Re: Site management strategies with Subversion
Re: Site management strategies with Subversion
- Subject: Re: Site management strategies with Subversion
- From: Arturo Perez <email@hidden>
- Date: Tue, 14 Mar 2006 13:43:07 -0500
email@hidden wrote:
Mind you, I'm no subversion expert (don't even play one on TV :-). I am
learning it as part of my current position. I've been using it for
several months now over several releases. Like you, I prefer Perforce
but we don't always get to choose :-)
This link may help: http://svnbook.red-bean.com/en/1.1/apa.html
On Mar 14, 2006, at 9:53 AM, Arturo Perez wrote:
So what you really need is a way to pick and choose the revisions
that go into your stable copy, not the individual files.
You may be right. Let me tell you how I envision this, and you can
tell me if I'm wrong (please!).
Let's say I check in some changes to frameworkA, which is part of some
ongoing work. This is revision 50. Then I check in some changes to
frameworkB, which is just a small tweak and needs to get pushed to the
live site right away. This is revision 51.
Now, if I push revision 51 to the live site, don't I get the current
state of all files, which includes the stuff I checked in at revision
50 and don't want to push yet?
If you just checkout the current trunk/branch, then yes.

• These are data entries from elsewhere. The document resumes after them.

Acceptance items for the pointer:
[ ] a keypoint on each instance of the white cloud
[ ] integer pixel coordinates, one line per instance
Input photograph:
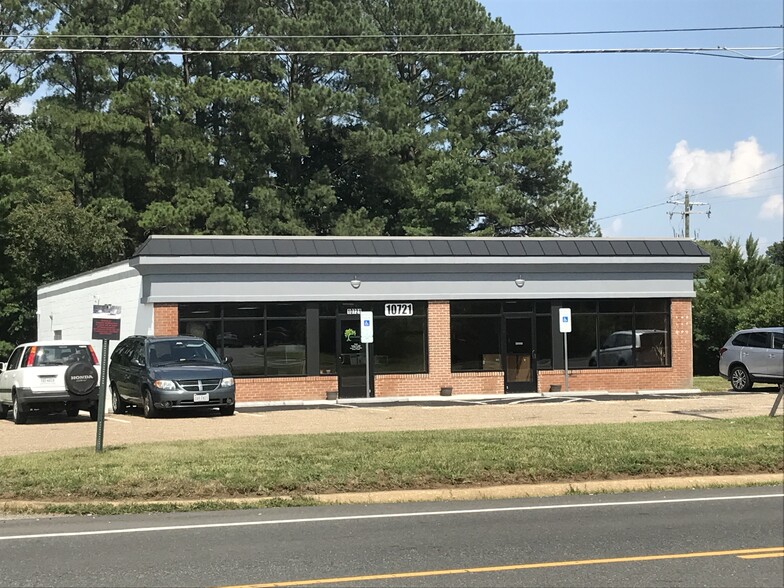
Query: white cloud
(697, 169)
(614, 230)
(773, 208)
(24, 106)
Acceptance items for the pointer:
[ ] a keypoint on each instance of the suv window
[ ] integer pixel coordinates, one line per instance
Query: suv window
(758, 339)
(13, 361)
(42, 355)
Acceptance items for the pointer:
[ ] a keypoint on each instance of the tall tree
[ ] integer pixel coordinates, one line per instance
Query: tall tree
(740, 288)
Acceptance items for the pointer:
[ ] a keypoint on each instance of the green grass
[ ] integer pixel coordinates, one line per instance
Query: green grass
(711, 383)
(295, 466)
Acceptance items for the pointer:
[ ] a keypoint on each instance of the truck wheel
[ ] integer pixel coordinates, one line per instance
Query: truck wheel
(19, 412)
(739, 378)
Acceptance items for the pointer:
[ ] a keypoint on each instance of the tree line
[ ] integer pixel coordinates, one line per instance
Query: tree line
(123, 145)
(120, 145)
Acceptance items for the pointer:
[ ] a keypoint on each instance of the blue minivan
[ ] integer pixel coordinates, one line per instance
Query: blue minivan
(169, 373)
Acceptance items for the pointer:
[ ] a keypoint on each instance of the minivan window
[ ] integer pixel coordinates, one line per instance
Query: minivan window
(758, 339)
(778, 340)
(174, 351)
(741, 340)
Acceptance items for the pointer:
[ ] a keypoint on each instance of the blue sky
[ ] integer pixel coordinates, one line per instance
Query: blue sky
(640, 128)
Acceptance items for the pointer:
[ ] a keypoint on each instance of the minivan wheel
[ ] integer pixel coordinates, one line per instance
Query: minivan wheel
(150, 412)
(119, 406)
(739, 378)
(19, 413)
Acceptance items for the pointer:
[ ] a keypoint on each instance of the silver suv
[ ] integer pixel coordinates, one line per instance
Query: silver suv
(753, 355)
(49, 376)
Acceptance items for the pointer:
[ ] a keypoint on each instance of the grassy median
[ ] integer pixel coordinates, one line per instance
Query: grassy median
(295, 466)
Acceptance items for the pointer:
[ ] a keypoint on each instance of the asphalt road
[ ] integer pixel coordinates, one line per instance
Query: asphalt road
(728, 537)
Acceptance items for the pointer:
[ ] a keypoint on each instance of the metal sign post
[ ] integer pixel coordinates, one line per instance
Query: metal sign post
(106, 327)
(366, 337)
(102, 395)
(565, 326)
(777, 401)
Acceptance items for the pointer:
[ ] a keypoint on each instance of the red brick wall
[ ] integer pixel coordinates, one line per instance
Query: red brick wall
(679, 375)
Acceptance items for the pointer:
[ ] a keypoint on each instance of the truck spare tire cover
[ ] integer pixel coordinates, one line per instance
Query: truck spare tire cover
(81, 378)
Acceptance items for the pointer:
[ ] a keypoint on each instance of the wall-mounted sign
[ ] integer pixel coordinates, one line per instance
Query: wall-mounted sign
(106, 322)
(366, 327)
(399, 309)
(565, 319)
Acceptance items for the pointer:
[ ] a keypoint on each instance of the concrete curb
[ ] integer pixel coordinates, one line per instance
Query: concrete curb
(452, 494)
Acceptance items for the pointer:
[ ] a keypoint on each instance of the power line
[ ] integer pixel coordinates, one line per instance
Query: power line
(669, 199)
(703, 51)
(390, 36)
(635, 210)
(738, 181)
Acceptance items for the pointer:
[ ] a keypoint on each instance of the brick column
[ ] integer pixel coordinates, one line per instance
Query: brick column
(682, 343)
(439, 344)
(165, 319)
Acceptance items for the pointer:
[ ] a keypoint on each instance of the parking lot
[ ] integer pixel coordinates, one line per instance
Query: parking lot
(56, 431)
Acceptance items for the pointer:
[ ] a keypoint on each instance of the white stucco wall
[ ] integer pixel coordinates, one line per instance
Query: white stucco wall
(67, 305)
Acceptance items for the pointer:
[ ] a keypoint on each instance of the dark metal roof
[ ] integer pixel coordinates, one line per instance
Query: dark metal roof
(167, 246)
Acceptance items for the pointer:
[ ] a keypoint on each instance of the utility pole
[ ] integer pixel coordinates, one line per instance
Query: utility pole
(688, 210)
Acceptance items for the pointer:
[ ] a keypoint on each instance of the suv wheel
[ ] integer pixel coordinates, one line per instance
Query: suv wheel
(19, 412)
(119, 406)
(739, 378)
(150, 412)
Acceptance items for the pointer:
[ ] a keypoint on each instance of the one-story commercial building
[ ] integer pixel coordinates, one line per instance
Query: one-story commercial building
(474, 315)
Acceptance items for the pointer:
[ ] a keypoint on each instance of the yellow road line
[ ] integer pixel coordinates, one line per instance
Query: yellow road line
(762, 551)
(761, 555)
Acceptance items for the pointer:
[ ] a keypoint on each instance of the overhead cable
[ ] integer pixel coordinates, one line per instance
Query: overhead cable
(703, 51)
(391, 36)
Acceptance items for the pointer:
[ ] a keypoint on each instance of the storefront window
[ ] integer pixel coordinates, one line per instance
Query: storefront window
(619, 333)
(258, 346)
(581, 342)
(476, 343)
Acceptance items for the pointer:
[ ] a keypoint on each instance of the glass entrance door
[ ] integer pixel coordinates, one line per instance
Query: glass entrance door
(352, 375)
(519, 354)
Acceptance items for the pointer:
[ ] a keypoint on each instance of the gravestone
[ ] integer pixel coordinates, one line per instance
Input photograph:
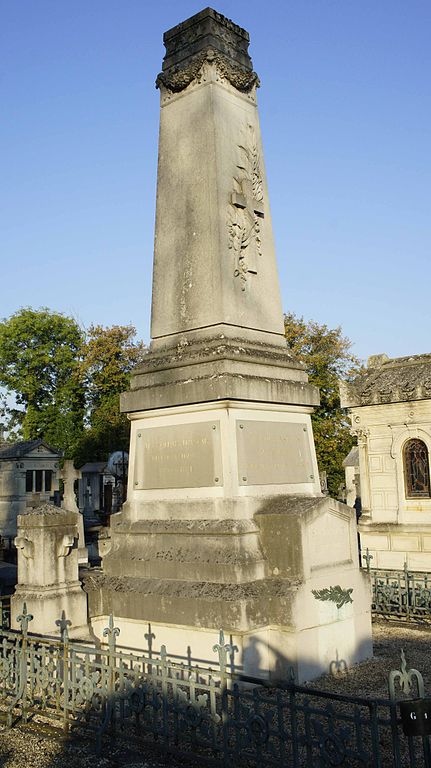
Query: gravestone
(70, 475)
(225, 524)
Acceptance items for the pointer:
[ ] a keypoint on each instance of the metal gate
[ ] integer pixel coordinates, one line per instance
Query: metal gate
(195, 709)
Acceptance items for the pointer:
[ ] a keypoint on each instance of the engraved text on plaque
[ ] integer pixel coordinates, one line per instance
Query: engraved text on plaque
(179, 456)
(273, 453)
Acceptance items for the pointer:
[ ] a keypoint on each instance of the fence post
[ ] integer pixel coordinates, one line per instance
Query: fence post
(23, 620)
(111, 633)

If you need to do this sort of thing then you'll need to use branches as
described here: http://svnbook.red-bean.com/en/1.1/ch04s03.html.
Something like, when production is good, make a tag/cheapcopy of it
called "tags/currentProduction." Then you'll know what to apply your
merges to. Here we run into a failing of the current version of
Subversion. It doesn't track merges (hopefully that's on the TODO
somewhere) so you'll have to keep track of what you merged yourself.
You are correct that what I want in this case is the delta that
revision 51 represents, though that is not always true; I don't
always commit an entire change once, and only once. One file might
get checked in several times by itself, after the first commit that
has them all.
Yeah, I did that too until I figured out what svn was doing. You'll be
much better served by making all of the changes to all of the files for
a feature (a single feature, mind, not a bunch) and then committing them
all together. Alternatively, you can make yourself a private branch and
then merge to the main branch when you're happy. I don't do the latter
with svn because I have Eclipse set to save the last few thousands of
the changes I've made to files.
It may be that in order to work with Subversion I'm going to have to
stop checking in work in progress, but that is sort of a shame. I
have, on occasion, messed things up so thoroughly that I've had to
recover a few files from CVS so I could back out the disastrous change.
thanks,
janine
I use eclipse to save me from that one. If you're not using that then a
branch is what you need. I used to work with some people where the
process was everyone had their own branch.